Sigh, I think I'm always like that; doing things on a whim, then regretting later. Like buying those 2 cds haha.

My care my coat
Leave on a high note
There's nowhere to go but on

Sunday, July 22, 2007

reminiscing

Woohoo went for 1D/2D outing today! Can you imagine, it's been 7 years since we were in the same class!! Shit I feel really old. Anyway although only like 11 of us (or a quarter of the class) turned up, I had quite alot of fun. We caught up with each other, and updated each other about the whereabouts of those who were absent. But the best part was reminiscing about our teachers and schoolmates haha. Sigh, really miss my DHS days. I was so inspired I actually went home and flipped through my yearbook, and gave myself plenty of laughs haha.

1. All the funny antics we did. Like falling asleep during Chinese cultural appreciation class. Hanging out at Kallang Mac/KFC, going to Soo Kiat's house for free buffets wahaha, and various chalets we had. And doing the Kallang wave behind the semi-blind teacher. Captain's ball, captain's ball and more captain's ball.

2. The funny and weird people in our class. Like Zhixiang, whom we suspected was gay, and Evelyn, who's always mugging silently in the background until I accidentally offended her once and she scared me with her reaction.

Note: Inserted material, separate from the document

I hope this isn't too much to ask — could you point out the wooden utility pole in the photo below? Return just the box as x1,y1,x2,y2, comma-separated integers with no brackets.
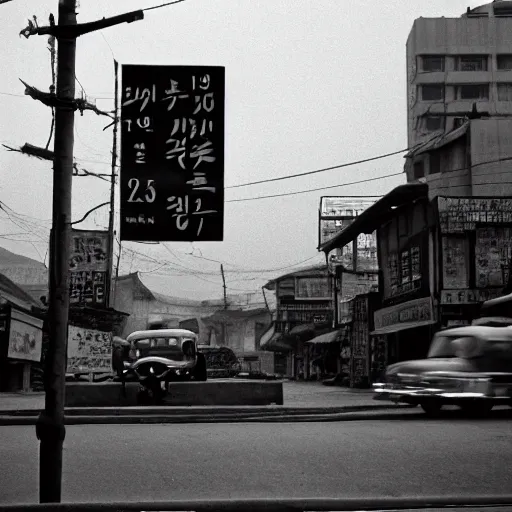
220,263,228,346
36,0,76,503
107,60,121,307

3. Our teachers. This is the best part hahaa. I think we remembered more scandals about the teachers than all the things we were taught by them. The way Patsy Neo dressed to kill haha. And our funny art teacher (色彩推移!). Our history teacher who floated around school. The crazy lit teacher who tried to convert us to Christianity and who scared us in class by shouting all of a sudden during his lessons ("the WHO! WHAT! WHY!") Mdm Sim and her carrots hahaha. All the scandals about which teacher was eloping with another teacher. And the hilarious nicknames we gave them, like LPP (Loo Pui Pui) and LP.

4. I realised all of us looked quite kok when we were in sec 1/2. I looked like crap man wahaha. And everyone looked toot. But most of us have changed already, though not so much haha.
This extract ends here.